The lawsuit, which wasn't disclosed publicly until The Associated Press reported it earlier this month, has raised questions about Thomas' eligibility that season and whether Duke's national title could be affected. NCAA rules prohibit athletes from receiving benefits that aren't available to the student body as a whole.
NCAA spokeswoman Stacey Osburn said Tuesday the organization would not comment on the settlement and what it might mean in terms of investigating the matter. NCAA rules require student-athletes and personnel at member schools to cooperate with the organization's inquiries, but there's nothing to compel people who aren't affiliated with those schools to do so.
Thomas, now with the New Orleans Hornets, was playing last season for the Austin Toros of the NBA Developmental League when the suit was filed. He wasn't drafted by an NBA team when he left Duke.

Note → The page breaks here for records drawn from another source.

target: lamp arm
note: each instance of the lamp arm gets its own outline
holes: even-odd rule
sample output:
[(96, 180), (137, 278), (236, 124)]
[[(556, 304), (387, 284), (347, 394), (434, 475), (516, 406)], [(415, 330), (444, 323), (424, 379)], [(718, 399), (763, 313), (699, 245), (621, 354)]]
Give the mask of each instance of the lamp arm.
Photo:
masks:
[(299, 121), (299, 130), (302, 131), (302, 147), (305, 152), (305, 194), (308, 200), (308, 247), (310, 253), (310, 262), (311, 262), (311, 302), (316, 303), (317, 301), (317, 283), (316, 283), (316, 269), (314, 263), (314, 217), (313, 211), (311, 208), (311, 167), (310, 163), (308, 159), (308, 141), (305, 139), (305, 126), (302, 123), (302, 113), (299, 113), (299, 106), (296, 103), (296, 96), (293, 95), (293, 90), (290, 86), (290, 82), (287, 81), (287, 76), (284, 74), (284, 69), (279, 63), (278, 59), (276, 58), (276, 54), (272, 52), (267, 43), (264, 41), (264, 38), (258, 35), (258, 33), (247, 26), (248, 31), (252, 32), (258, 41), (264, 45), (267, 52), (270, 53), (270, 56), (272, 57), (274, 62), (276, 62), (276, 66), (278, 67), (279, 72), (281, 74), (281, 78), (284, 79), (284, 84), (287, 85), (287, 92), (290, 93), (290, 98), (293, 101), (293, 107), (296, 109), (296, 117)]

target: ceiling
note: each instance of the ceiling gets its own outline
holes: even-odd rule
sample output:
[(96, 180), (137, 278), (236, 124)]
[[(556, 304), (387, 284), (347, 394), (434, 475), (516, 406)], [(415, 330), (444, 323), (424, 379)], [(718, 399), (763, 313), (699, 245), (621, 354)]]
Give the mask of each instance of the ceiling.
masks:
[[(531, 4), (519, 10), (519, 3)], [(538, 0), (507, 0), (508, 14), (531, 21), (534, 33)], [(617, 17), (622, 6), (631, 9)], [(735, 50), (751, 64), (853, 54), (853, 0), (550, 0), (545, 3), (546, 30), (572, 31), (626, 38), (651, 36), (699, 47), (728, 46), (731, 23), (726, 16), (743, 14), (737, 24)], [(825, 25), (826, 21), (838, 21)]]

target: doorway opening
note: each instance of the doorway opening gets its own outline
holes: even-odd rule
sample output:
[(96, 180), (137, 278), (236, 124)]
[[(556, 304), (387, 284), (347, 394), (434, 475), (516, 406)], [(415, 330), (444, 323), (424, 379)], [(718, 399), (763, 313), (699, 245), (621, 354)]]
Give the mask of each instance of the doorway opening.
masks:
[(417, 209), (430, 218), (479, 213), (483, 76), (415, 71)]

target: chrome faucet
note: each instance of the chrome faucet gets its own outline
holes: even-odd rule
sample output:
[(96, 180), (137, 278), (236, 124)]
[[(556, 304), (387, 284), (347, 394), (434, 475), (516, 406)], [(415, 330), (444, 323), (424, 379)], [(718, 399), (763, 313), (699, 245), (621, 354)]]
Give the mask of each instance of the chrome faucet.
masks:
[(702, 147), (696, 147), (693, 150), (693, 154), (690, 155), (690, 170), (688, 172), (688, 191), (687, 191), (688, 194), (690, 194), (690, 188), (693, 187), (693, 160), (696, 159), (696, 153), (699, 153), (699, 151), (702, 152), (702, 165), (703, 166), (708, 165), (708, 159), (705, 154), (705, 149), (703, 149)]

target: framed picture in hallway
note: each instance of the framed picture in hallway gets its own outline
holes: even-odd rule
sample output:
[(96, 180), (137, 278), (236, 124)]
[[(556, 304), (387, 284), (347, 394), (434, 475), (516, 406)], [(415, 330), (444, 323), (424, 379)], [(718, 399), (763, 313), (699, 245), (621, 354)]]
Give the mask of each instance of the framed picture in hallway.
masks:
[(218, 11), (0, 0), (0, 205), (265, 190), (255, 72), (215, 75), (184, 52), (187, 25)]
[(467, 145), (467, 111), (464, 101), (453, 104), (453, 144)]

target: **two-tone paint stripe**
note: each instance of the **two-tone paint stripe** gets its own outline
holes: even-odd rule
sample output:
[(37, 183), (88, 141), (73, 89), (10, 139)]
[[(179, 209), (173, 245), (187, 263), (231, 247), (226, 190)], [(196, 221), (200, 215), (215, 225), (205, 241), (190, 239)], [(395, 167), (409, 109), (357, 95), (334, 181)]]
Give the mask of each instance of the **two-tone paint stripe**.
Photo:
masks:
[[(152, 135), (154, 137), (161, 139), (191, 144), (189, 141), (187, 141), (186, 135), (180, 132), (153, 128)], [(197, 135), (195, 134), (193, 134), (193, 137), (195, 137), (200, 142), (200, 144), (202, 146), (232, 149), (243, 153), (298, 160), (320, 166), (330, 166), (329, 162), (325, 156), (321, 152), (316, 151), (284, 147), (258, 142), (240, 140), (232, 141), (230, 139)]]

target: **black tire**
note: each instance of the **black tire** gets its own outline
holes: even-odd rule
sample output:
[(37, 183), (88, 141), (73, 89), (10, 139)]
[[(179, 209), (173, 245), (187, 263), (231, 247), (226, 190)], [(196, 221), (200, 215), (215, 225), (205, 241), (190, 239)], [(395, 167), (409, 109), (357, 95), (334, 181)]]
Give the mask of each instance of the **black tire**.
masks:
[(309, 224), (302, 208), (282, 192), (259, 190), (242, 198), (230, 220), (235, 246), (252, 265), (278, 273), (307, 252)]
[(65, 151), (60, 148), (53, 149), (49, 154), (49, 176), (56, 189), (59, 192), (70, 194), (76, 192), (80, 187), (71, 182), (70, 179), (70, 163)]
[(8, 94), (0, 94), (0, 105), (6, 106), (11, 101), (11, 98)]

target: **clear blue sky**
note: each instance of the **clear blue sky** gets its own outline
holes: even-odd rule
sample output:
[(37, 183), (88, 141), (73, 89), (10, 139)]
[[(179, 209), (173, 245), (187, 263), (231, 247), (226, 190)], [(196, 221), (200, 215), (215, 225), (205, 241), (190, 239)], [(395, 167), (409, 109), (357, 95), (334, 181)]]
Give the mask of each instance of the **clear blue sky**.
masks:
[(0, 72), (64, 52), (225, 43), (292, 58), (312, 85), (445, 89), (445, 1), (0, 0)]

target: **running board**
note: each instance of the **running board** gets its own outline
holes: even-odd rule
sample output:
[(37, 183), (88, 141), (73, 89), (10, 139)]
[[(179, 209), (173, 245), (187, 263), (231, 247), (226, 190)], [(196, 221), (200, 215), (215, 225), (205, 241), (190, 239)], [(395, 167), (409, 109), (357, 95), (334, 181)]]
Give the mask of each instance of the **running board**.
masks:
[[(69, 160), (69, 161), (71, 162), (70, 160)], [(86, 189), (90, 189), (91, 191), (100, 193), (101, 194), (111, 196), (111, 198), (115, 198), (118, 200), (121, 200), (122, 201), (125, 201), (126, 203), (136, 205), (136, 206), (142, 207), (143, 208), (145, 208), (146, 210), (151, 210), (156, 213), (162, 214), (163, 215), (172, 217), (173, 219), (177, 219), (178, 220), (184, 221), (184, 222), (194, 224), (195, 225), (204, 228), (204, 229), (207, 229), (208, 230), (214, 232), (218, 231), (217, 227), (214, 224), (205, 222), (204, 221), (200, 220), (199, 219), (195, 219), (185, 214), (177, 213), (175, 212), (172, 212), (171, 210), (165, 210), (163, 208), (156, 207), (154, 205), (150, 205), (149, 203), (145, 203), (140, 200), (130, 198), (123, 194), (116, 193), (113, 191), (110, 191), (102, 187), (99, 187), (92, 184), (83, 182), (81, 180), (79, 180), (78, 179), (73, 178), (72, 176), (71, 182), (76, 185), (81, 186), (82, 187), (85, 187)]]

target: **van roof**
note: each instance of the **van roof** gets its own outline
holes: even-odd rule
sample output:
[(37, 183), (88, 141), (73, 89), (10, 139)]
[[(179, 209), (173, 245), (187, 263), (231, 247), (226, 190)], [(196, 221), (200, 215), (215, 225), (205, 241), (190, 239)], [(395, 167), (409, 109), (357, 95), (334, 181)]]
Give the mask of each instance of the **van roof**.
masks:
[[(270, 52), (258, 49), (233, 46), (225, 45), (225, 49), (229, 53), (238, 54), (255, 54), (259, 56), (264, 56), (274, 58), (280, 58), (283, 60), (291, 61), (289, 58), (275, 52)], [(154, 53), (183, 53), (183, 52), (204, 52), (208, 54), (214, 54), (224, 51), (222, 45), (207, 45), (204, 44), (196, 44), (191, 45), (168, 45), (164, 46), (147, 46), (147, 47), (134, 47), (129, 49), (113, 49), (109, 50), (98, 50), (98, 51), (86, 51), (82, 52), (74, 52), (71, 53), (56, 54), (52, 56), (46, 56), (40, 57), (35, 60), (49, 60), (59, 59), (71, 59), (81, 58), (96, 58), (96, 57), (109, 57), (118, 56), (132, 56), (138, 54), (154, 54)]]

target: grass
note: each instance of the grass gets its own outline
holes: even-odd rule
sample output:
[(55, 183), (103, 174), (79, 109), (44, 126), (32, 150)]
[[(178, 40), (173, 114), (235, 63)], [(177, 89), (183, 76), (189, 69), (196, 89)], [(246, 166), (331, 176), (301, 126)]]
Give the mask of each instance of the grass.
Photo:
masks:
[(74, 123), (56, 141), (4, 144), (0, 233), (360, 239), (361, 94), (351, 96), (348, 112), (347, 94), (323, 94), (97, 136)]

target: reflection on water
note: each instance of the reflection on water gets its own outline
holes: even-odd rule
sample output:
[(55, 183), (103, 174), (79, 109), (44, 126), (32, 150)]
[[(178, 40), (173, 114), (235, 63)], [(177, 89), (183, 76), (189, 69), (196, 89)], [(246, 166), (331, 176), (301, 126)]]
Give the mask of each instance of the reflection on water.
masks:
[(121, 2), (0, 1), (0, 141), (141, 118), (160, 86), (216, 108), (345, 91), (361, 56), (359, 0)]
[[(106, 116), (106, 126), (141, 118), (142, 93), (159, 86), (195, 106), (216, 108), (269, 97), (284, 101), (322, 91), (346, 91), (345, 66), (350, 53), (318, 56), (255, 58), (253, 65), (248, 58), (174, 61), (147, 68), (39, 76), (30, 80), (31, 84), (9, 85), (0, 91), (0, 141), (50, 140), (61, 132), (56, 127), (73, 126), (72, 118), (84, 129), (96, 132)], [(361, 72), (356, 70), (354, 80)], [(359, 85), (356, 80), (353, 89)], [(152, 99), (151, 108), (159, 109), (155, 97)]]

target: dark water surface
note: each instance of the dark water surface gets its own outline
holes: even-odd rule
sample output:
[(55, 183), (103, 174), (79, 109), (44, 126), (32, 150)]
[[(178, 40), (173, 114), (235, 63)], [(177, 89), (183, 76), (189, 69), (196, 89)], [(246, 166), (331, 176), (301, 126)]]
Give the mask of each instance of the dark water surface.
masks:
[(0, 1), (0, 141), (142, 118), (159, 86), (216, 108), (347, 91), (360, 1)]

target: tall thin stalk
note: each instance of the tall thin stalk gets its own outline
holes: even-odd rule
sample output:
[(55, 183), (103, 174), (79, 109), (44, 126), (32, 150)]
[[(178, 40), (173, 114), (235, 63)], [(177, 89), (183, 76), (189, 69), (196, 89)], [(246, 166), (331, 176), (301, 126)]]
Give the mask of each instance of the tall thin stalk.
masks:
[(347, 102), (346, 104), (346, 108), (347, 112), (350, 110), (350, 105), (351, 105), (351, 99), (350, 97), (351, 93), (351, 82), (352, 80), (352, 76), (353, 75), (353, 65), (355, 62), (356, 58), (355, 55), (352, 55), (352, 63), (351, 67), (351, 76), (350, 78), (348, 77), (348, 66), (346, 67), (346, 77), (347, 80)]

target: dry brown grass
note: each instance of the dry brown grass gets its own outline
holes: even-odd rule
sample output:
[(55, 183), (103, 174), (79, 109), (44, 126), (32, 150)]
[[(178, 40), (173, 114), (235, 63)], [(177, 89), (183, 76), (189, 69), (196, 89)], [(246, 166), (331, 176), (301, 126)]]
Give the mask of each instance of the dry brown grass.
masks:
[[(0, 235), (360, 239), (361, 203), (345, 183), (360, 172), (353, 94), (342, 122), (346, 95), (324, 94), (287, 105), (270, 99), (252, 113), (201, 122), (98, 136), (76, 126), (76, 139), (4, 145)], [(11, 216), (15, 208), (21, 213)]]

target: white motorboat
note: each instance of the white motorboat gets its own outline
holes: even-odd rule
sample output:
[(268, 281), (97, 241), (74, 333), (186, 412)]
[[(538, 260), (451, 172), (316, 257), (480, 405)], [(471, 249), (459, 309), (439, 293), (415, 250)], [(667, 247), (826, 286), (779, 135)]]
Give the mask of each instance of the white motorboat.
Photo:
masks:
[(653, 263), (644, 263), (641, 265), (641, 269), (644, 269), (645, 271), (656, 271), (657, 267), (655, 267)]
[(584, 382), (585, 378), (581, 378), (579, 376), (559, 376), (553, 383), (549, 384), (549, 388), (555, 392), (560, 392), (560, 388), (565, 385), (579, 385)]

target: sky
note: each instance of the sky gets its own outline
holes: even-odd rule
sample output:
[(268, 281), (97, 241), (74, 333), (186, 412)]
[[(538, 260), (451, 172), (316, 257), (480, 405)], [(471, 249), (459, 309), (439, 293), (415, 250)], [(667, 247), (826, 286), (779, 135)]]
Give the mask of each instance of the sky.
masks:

Joe Crews, the Austin attorney handling the matter for Thomas, did not immediately return a phone message from the AP seeking comment.
Rafaello & Co., which also does business as A+A Diamonds Ltd., promotes itself as a jeweler that caters to professional athletes and other celebrities. On its website, the jeweler says its customers include actor Jamie Foxx, singer Alicia Keys and New York Knicks star Carmelo Anthony.
The firm filed a similar lawsuit against Dallas Cowboys receiver Dez Bryant last year, asserting that he owed $240,000 for jewelry he purchased between January and May 2010. The purchases occurred after Bryant had left Oklahoma State and was waiting for the NFL draft.
That suit also was settled out of court.